Martin, one supposes, would have known better than we do. But perhaps he was harsh on himself. The psychological excavation of childhood would become a key component in psychedelia, a musical form that looked simultaneously backward and forward, and those two songs were largely responsible. Would a whole album have sustained their level of brilliance (Sgt. Pepper’s itself didn’t, after all), or might it have collapsed into whimsy, as so much other psychedelia of the time did? We’ll never know. But we do know that, before 1967 was out, The Beatles would record the magnificent and terrifying ‘I Am The Walrus’, which is not only the pinnacle of psychdelia’s first iteration, but also stands as the earliest all-in venture by a major band into plunderphonics. With its woozy strings, its choral vocals and its fusillade of found speech, it’s a direct ancestor to ‘Frontier Psychiatrist’, and to much else besides.
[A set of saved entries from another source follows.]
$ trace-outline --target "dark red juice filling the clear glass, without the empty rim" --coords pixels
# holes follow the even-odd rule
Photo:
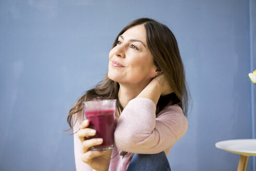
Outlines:
[[[90,120],[89,128],[96,130],[96,135],[91,138],[102,138],[101,145],[93,146],[92,150],[112,148],[114,144],[114,115],[115,109],[103,109],[100,111],[86,111],[86,117]]]

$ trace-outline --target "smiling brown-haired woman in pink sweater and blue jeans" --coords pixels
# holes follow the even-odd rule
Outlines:
[[[112,150],[90,150],[103,141],[88,139],[96,131],[84,120],[82,102],[93,99],[117,99]],[[185,72],[173,33],[153,19],[134,20],[109,52],[105,80],[70,109],[77,170],[170,170],[166,156],[185,135],[186,116]]]

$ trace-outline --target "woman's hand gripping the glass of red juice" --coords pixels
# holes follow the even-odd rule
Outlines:
[[[108,170],[112,150],[94,151],[90,150],[92,146],[100,145],[103,143],[102,138],[87,139],[88,137],[95,136],[96,131],[89,126],[89,120],[83,120],[80,130],[77,135],[82,143],[82,161],[87,163],[95,170]]]

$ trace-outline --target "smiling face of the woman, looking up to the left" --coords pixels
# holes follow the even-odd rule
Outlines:
[[[109,52],[109,79],[141,86],[151,81],[156,67],[146,38],[143,25],[129,28],[119,35],[116,46]]]

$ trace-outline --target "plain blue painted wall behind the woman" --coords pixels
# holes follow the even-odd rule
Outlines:
[[[139,17],[174,32],[186,68],[193,107],[172,170],[236,170],[239,155],[214,144],[255,138],[255,12],[255,0],[0,0],[0,170],[75,170],[67,113]]]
Since I Left You, however, has not an iota of menace in it; even its cover image, of sailors fleeing a torpedoed warship on lifeboats, has a curious gentleness to it. It is adapted from a 1920 illustration by Fred Dana Marsh, Sinking Of USS President Lincoln; the picture has been reversed, the focus pulled in; the ferocious waves seem gentler and bluer, like holiday surf atop which small craft hold participants on an exciting jolly. It is an entirely characteristic piece of re-appropriation, of repurposing, of détournement. Such switches of direction are axiomatic to the album. “Since I met you, I found the world so new”, runs the original lyric of ‘Everyday’ by The Main Attraction, who played the kind of opalescent, soap-bubble Sixties soul-pop ornamented with delicate female vocals that the Avalanches loved to ransack. You know, of course, what they changed it to – and in doing so, found a world so new.